Crisil Revises Adani Power's Long-Term Bank Facilities to AA/Stable

Synopsis
Key Takeaways
- Crisil upgraded Adani Power's rating to Crisil AA/Stable.
- New long-term agreements secured 87% of total capacity.
- Improved liquidity and reduced debt levels.
- Net profit grew by 7.4% in Q3 FY25.
- Future Ebitda expected around Rs 20,000 crore.
New Delhi, Feb 7 (NationPress) Crisil Ratings has elevated its assessment of the long-term bank facilities for Adani Power Ltd (APL) to 'Crisil AA/Stable' from 'Crisil AA-/Positive'.
The international credit rating agency has also granted a 'Crisil AA/Stable' rating to the proposed Rs 11,000 crore non-convertible debentures (NCDs) of Adani Power.
This rating upgrade signifies Crisil Ratings' anticipation of an enhancement in APL’s overall credit risk profile, bolstered by significant improvements in business metrics due to an increase in the proportion of secured capacities and fuel linkages.
Such advancements are expected to enhance revenue and cash flow predictability in the long run.
Moreover, the complete recovery of outstanding regulatory dues, coupled with solid liquidity and a stable receivables position, has led to improved credit metrics and a stronger financial risk profile. This has resulted in a Debt-Service Coverage Ratio (DSCR) exceeding 2x and a net debt to Ebitda ratio of less than 2.5 times in the current fiscal year, according to the global financial services institution.
For Q3 FY25, Adani Power reported a 7.4 percent increase in net profit, reaching Rs 2,940 crore compared to Rs 2,738 crore in the same quarter of the previous fiscal year (FY24).
The Crisil Ratings report also indicates that Adani Power has entered into new long-term and medium-term power purchase agreements (PPAs) totaling 1,600 MW with two counterparties over the last year, resulting in 87 percent of its total 17.55 GW capacity being secured, up from 80 percent previously.
Additionally, 60 percent of its total fuel needs (including 91 percent of domestic coal) is now supported by fuel supply agreements (FSAs), compared to 50 percent (84 percent) a year ago, thereby increasing revenue and profitability certainty.
Consequently, APL’s consolidated recurring operating Ebitda is projected to be around Rs 20,000 crore annually in the near to medium term.
The company has generated Rs 2,400 crore in income over the first nine months of FY25, with a significant portion already received, resulting in a comfortable receivables position of approximately 87 days as of December 2024, compared to 85 days as of March 2024 and 111 days as of March 2023.
With ongoing construction projects, APL aims to further expand its operations and enhance its market presence.
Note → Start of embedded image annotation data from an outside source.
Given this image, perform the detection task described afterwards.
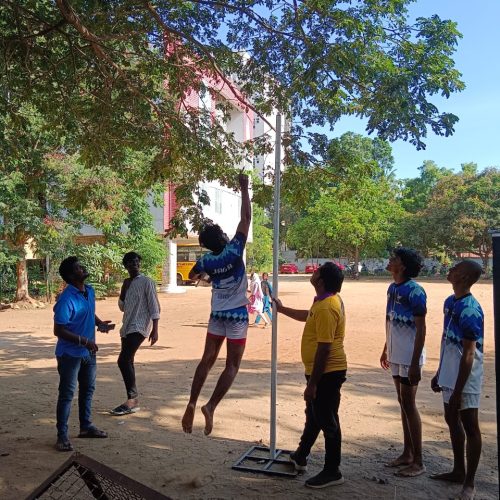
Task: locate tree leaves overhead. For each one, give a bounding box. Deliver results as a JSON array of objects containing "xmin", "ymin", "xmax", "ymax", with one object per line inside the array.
[{"xmin": 0, "ymin": 0, "xmax": 463, "ymax": 178}]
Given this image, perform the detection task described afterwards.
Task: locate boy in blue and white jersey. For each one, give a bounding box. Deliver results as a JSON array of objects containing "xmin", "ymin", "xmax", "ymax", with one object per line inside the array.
[
  {"xmin": 431, "ymin": 260, "xmax": 484, "ymax": 500},
  {"xmin": 380, "ymin": 248, "xmax": 427, "ymax": 477},
  {"xmin": 182, "ymin": 174, "xmax": 252, "ymax": 435}
]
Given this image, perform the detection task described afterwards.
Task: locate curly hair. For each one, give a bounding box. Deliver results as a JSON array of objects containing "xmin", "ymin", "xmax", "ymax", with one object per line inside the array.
[
  {"xmin": 319, "ymin": 262, "xmax": 344, "ymax": 293},
  {"xmin": 198, "ymin": 224, "xmax": 228, "ymax": 252},
  {"xmin": 59, "ymin": 255, "xmax": 78, "ymax": 283},
  {"xmin": 392, "ymin": 247, "xmax": 424, "ymax": 278},
  {"xmin": 122, "ymin": 252, "xmax": 142, "ymax": 266}
]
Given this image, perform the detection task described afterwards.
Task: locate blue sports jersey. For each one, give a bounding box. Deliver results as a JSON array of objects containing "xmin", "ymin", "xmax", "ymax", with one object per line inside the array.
[
  {"xmin": 438, "ymin": 293, "xmax": 484, "ymax": 394},
  {"xmin": 54, "ymin": 285, "xmax": 95, "ymax": 358},
  {"xmin": 386, "ymin": 279, "xmax": 427, "ymax": 365},
  {"xmin": 193, "ymin": 233, "xmax": 248, "ymax": 311}
]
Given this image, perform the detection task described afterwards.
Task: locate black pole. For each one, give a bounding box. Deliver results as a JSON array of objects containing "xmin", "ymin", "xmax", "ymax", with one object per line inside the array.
[{"xmin": 491, "ymin": 229, "xmax": 500, "ymax": 493}]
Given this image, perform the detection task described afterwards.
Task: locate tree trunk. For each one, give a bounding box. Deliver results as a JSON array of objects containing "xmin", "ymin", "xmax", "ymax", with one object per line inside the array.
[{"xmin": 14, "ymin": 257, "xmax": 32, "ymax": 302}]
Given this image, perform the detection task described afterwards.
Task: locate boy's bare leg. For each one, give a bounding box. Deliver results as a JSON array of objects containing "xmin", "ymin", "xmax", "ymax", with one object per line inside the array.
[
  {"xmin": 182, "ymin": 335, "xmax": 225, "ymax": 433},
  {"xmin": 386, "ymin": 377, "xmax": 413, "ymax": 467},
  {"xmin": 201, "ymin": 341, "xmax": 245, "ymax": 436},
  {"xmin": 397, "ymin": 384, "xmax": 425, "ymax": 477},
  {"xmin": 460, "ymin": 408, "xmax": 482, "ymax": 499},
  {"xmin": 431, "ymin": 403, "xmax": 465, "ymax": 483}
]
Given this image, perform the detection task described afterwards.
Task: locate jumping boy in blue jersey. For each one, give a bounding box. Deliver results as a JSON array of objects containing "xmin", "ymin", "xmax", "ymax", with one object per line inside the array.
[
  {"xmin": 431, "ymin": 260, "xmax": 484, "ymax": 500},
  {"xmin": 380, "ymin": 248, "xmax": 427, "ymax": 477},
  {"xmin": 182, "ymin": 174, "xmax": 252, "ymax": 436}
]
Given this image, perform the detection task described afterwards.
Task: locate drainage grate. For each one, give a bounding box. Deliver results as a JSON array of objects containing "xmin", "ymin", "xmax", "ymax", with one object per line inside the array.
[{"xmin": 26, "ymin": 453, "xmax": 168, "ymax": 500}]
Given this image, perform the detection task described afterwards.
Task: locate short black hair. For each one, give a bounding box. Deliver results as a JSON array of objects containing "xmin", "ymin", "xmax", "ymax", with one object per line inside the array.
[
  {"xmin": 457, "ymin": 259, "xmax": 483, "ymax": 286},
  {"xmin": 319, "ymin": 262, "xmax": 344, "ymax": 293},
  {"xmin": 59, "ymin": 255, "xmax": 79, "ymax": 283},
  {"xmin": 392, "ymin": 247, "xmax": 424, "ymax": 278},
  {"xmin": 198, "ymin": 224, "xmax": 228, "ymax": 252},
  {"xmin": 122, "ymin": 252, "xmax": 142, "ymax": 266}
]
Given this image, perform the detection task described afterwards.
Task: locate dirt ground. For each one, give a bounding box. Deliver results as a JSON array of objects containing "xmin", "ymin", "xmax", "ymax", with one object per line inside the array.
[{"xmin": 0, "ymin": 277, "xmax": 498, "ymax": 500}]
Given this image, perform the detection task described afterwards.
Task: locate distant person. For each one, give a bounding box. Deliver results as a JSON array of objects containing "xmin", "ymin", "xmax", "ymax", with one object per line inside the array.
[
  {"xmin": 255, "ymin": 273, "xmax": 273, "ymax": 326},
  {"xmin": 110, "ymin": 252, "xmax": 160, "ymax": 416},
  {"xmin": 247, "ymin": 273, "xmax": 269, "ymax": 327},
  {"xmin": 54, "ymin": 257, "xmax": 115, "ymax": 451},
  {"xmin": 182, "ymin": 174, "xmax": 252, "ymax": 435},
  {"xmin": 431, "ymin": 260, "xmax": 484, "ymax": 500},
  {"xmin": 380, "ymin": 248, "xmax": 427, "ymax": 477},
  {"xmin": 274, "ymin": 262, "xmax": 347, "ymax": 488}
]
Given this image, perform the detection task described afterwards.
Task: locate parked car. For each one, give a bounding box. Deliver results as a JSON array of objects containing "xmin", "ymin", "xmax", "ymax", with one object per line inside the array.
[
  {"xmin": 305, "ymin": 263, "xmax": 319, "ymax": 274},
  {"xmin": 280, "ymin": 262, "xmax": 299, "ymax": 274}
]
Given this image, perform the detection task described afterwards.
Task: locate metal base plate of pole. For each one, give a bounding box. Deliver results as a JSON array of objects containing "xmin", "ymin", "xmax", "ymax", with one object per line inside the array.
[{"xmin": 232, "ymin": 446, "xmax": 297, "ymax": 477}]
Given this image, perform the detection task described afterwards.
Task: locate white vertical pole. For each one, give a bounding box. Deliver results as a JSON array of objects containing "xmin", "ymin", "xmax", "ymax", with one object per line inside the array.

Its power plants are situated in diverse locations and terrains across India, from near-pitheads to coastal regions.
“APL possesses extensive expertise in various power plant technologies, ranging from subcritical/supercritical to ultra-supercritical technologies. Of its operational assets, 40 percent utilize imported coal,” the report stated.
The reduction in external debt during fiscal 2024 was attributed to partial prepayments and scheduled repayments through operational cash flow, including proceeds from previous regulatory dues. The net external debt to operating Ebitda ratio improved to 1.4 times as of March 2024 (down from approximately 3.3 times in March 2023) and is expected to maintain similar levels in the near to medium future.
Additionally, APL has FSAs covering about 60 percent of its coal-based thermal power generation capacity (with 91 percent for domestic coal capacity). Crisil Ratings anticipates continued materialization under these FSAs, leading to a lower dependence on alternative coal sources, as mentioned in the report.